Paper No. 17
Presentation Time: 9:00 AM-6:00 PM
ANTHROPOGENIC HEAVY METALS IN SEDIMENT CORES FROM SALT POND, SAN SALVADOR, THE BAHAMAS
The lakes of San Salvador Island, Bahamas potentially contain important high-resolution records of environmental and climatic change. Lakes on the island vary in salinity, controlled by the degree of development of the marine conduit system, the presence of local fresh groundwater lenses, the size of the lake, its elevation relative to sea level, and rainfall. Salt Pond is a shallow hypersaline lake on the eastern side of the island.

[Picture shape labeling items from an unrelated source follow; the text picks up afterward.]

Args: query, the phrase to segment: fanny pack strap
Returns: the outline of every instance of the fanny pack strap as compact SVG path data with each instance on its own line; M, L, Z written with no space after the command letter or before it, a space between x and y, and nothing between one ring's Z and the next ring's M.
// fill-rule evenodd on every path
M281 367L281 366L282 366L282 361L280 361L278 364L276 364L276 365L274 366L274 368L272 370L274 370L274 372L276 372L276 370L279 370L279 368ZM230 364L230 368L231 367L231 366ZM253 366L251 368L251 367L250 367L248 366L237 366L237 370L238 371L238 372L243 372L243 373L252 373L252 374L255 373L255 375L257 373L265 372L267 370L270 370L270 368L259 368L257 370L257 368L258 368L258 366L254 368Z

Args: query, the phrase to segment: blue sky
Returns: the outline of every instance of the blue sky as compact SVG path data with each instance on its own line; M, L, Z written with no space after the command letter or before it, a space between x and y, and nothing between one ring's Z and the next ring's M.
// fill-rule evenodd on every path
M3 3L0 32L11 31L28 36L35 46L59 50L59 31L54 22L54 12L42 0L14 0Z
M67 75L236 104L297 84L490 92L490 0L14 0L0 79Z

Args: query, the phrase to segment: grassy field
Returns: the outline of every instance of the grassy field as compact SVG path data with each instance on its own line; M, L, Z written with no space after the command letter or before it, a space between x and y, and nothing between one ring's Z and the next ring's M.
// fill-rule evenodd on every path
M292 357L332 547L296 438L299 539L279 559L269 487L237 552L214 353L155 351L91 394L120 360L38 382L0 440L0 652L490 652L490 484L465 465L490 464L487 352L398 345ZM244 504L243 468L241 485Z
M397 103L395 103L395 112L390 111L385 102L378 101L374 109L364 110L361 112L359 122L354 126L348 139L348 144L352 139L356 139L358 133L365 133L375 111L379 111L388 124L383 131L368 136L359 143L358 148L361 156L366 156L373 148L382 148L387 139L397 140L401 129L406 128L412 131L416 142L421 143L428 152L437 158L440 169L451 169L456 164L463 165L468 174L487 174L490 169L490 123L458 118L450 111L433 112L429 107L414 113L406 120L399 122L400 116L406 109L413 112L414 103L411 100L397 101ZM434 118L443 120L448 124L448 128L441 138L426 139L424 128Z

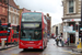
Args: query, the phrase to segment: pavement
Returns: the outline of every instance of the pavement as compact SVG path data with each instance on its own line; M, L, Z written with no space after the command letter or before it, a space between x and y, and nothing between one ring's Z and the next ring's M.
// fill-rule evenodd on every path
M50 38L47 43L47 47L44 51L40 50L27 50L19 48L19 46L0 51L0 55L82 55L82 53L72 52L73 46L56 45L55 40Z
M1 45L0 45L0 51L2 51L2 50L8 50L8 48L11 48L11 47L14 47L14 46L15 46L15 45L8 45L8 46L5 45L4 48L2 48Z

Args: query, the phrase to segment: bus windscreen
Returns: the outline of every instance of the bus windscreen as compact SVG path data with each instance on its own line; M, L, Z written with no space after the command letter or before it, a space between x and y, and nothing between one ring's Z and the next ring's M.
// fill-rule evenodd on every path
M42 22L42 13L36 12L27 12L22 14L22 22L34 22L38 21Z

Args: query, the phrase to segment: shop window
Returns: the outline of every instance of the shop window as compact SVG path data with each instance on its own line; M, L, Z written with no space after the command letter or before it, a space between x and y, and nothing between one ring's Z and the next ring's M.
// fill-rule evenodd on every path
M2 0L0 0L0 2L2 2Z
M70 22L69 26L73 26L73 31L75 31L75 22Z

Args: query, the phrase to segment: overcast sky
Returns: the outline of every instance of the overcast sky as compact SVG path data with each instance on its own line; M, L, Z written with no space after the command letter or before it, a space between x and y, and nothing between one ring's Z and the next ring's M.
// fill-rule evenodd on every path
M31 11L42 11L51 16L51 26L61 23L63 11L61 0L14 0L20 8L26 8Z

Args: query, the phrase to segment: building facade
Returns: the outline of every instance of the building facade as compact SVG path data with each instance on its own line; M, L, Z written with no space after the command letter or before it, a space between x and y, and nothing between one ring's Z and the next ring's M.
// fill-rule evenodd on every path
M55 36L61 36L62 31L62 23L56 24L52 26L52 33L55 34Z
M20 19L21 19L21 15L22 15L23 12L31 12L31 10L27 10L27 9L25 9L25 8L20 9ZM19 19L19 21L20 21L20 19ZM19 24L20 24L20 23L19 23Z
M8 2L8 0L7 0ZM14 0L9 0L9 22L13 25L19 25L20 10Z
M48 32L48 35L50 36L51 35L51 16L49 16L49 13L47 13L46 19L47 19L47 32Z
M0 0L0 20L2 23L8 22L8 4L5 0Z
M79 30L75 25L81 22L81 0L62 0L63 6L63 38L70 37L70 44L77 44L79 41ZM67 29L68 28L68 29Z

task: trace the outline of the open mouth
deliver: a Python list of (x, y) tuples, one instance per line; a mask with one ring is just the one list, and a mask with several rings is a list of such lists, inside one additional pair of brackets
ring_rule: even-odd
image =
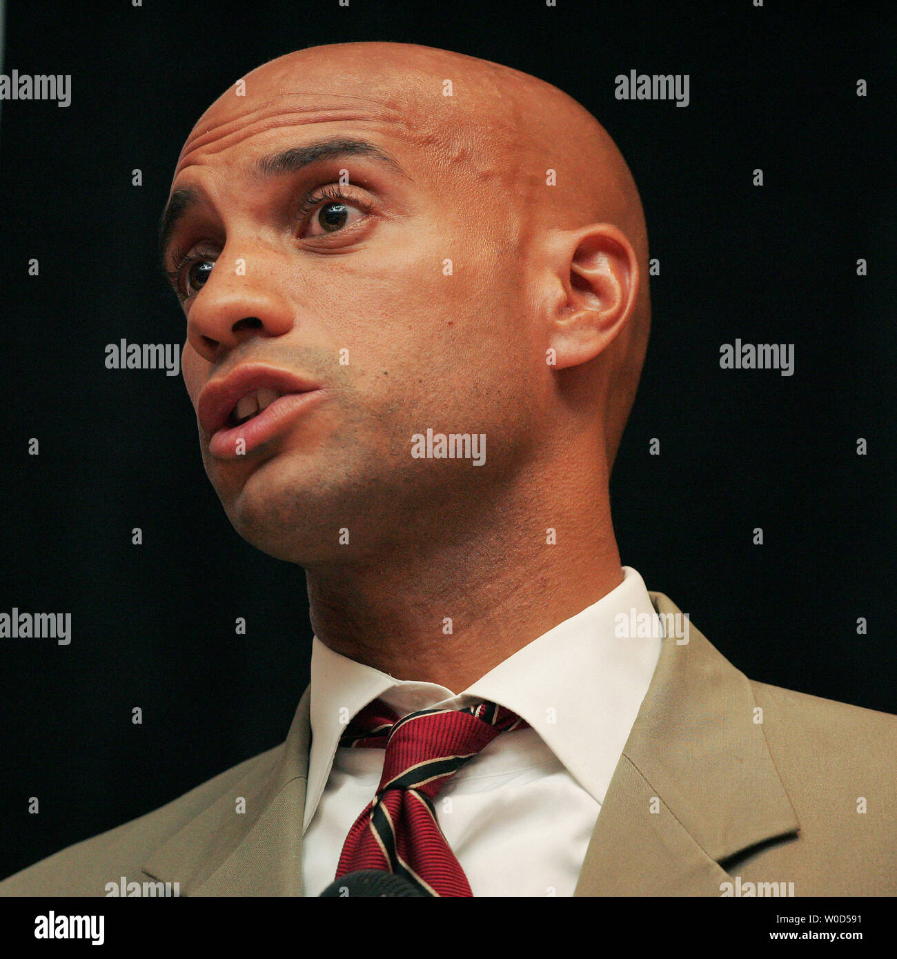
[(251, 393), (240, 398), (237, 405), (230, 410), (227, 417), (227, 425), (230, 427), (243, 426), (254, 416), (267, 409), (274, 400), (279, 400), (284, 394), (276, 389), (253, 389)]

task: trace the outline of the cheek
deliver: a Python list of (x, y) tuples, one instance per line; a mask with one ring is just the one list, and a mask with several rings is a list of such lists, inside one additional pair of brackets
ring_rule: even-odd
[(208, 367), (209, 363), (189, 343), (184, 344), (180, 356), (180, 369), (183, 373), (184, 386), (187, 387), (187, 395), (194, 409), (197, 405), (197, 396), (207, 379)]

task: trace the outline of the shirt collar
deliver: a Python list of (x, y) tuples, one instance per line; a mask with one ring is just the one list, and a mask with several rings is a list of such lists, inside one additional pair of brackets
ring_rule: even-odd
[[(400, 714), (486, 699), (535, 730), (599, 803), (650, 684), (664, 636), (642, 577), (624, 581), (576, 616), (518, 649), (456, 694), (435, 683), (397, 680), (312, 641), (308, 790), (303, 830), (318, 808), (340, 736), (355, 714), (383, 696)], [(446, 702), (450, 701), (450, 702)]]

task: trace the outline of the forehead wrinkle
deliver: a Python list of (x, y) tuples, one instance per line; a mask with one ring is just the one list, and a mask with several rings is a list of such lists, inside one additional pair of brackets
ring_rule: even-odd
[[(284, 112), (282, 106), (272, 105), (271, 102), (268, 102), (256, 109), (231, 116), (217, 125), (191, 133), (177, 158), (175, 175), (177, 176), (184, 167), (192, 165), (191, 158), (200, 152), (210, 154), (219, 153), (231, 146), (235, 140), (247, 139), (278, 127), (347, 123), (350, 121), (382, 122), (395, 125), (401, 123), (402, 120), (401, 114), (389, 109), (366, 112), (357, 105), (344, 107), (314, 105), (293, 107)], [(201, 119), (200, 124), (201, 123)], [(216, 141), (218, 142), (216, 143)], [(215, 144), (215, 146), (211, 147), (211, 144)]]

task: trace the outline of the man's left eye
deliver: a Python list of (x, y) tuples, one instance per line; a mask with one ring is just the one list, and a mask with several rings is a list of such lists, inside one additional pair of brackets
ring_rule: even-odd
[(364, 216), (365, 211), (342, 200), (329, 200), (312, 217), (307, 235), (319, 237), (325, 233), (335, 233), (337, 230), (342, 230), (350, 222), (357, 222), (357, 217), (356, 220), (351, 220), (353, 212)]

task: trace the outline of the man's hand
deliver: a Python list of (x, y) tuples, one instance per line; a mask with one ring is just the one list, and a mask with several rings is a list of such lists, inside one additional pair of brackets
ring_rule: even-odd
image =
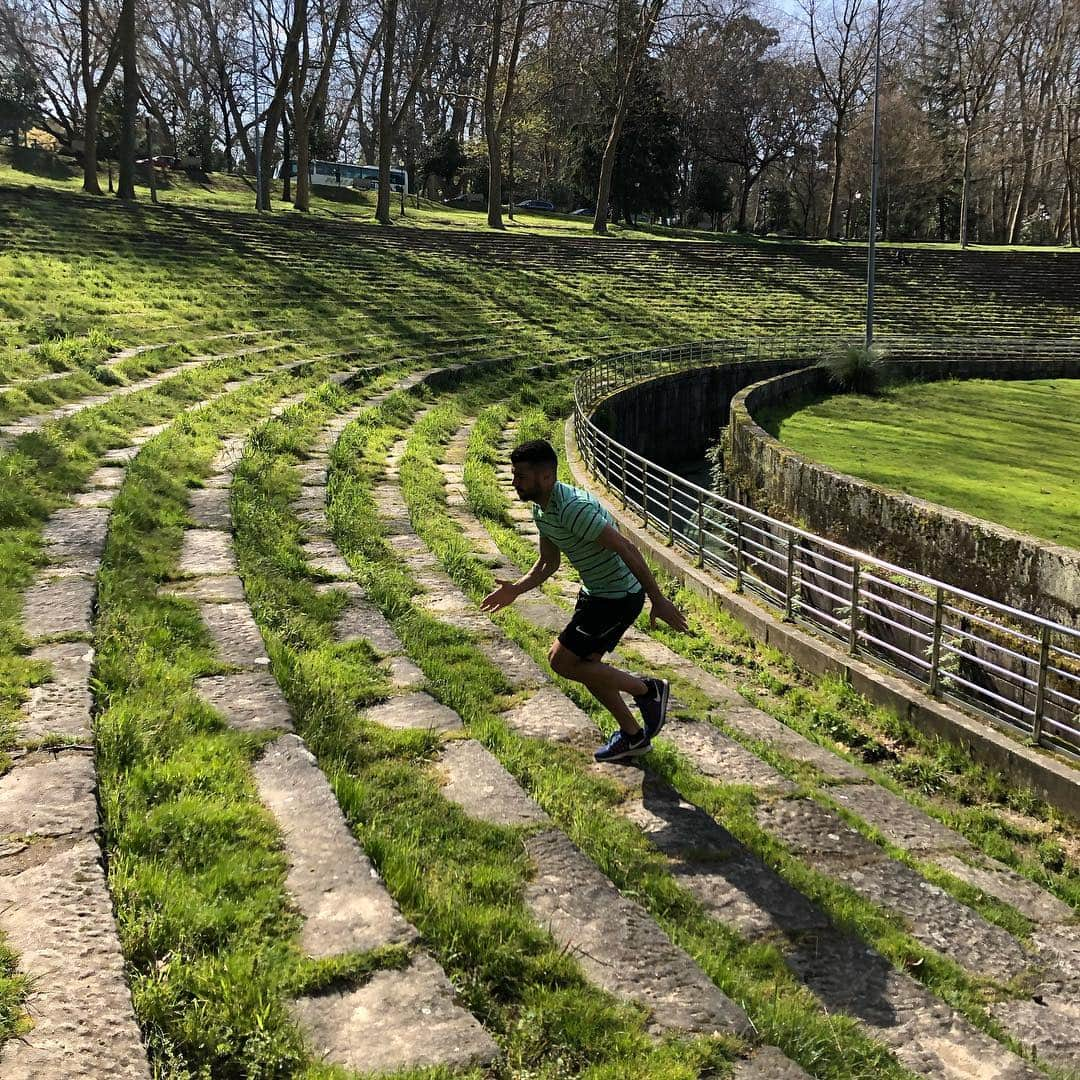
[(686, 616), (666, 596), (661, 596), (652, 602), (652, 609), (649, 611), (649, 626), (653, 630), (657, 625), (657, 619), (662, 619), (672, 630), (677, 630), (680, 633), (686, 633), (689, 630), (690, 624), (686, 621)]
[(501, 611), (517, 599), (517, 586), (512, 581), (502, 581), (496, 578), (496, 582), (499, 588), (484, 597), (480, 605), (481, 611)]

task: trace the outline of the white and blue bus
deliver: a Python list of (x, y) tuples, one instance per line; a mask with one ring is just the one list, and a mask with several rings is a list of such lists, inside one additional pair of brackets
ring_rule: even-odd
[[(291, 175), (296, 176), (296, 159), (289, 159)], [(379, 186), (378, 165), (350, 165), (343, 161), (319, 161), (308, 163), (311, 183), (328, 188), (361, 188), (374, 190)], [(273, 175), (278, 179), (285, 176), (285, 161), (280, 160)], [(404, 168), (390, 170), (390, 189), (408, 194), (408, 173)]]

Four cores measuring from 21 cm to 76 cm in length were recovered from Salt Pond in January 2008. In the lab, the texture and composition of layers in the cores were described. Sediment was sampled every centimeter in the cores. The percentage of organic carbon, water content, and carbonate were measured using the Loss on Ignition (LOI) method. In order to determine the base of the historic period, trace element and heavy metal concentrations were measured using an Inductively Coupled Plasma Mass Spectrometer. One radiocarbon age determination on a plant fragment at a depth of 35 cm indicates it was deposited ca. 1200 years ago. Between 18 and 21 cm depth in the core, there is a sharp rise in arsenic concentration with a concomitant increase in tin, nickel, copper, zinc, cobalt, and cadmium levels. This contrasts with the upper 6 cm of surface sediment where these metals are present in high concentrations with an additional noted enrichment of lead, iron, and chromium. The increase concentration of the heavy metals are likely correlative to the historical periods on San Salvador that started when British loyalist fleeing the American colonies established plantations in the British-held Bahamas in the 1780s. Both zinc and cadmium were used as pigments in 18th century wares. Peak nickel, copper, and other metals that are not native to the local setting are indicators of anthropogenic input. These data shown that a linear extrapolation of sedimentation rate is not a good indication of the age versus depth relationship in the cores. Additional data on historical land use practices and comparisons to cores from other lakes are needed in order to better constrain the source and distribution of the metals.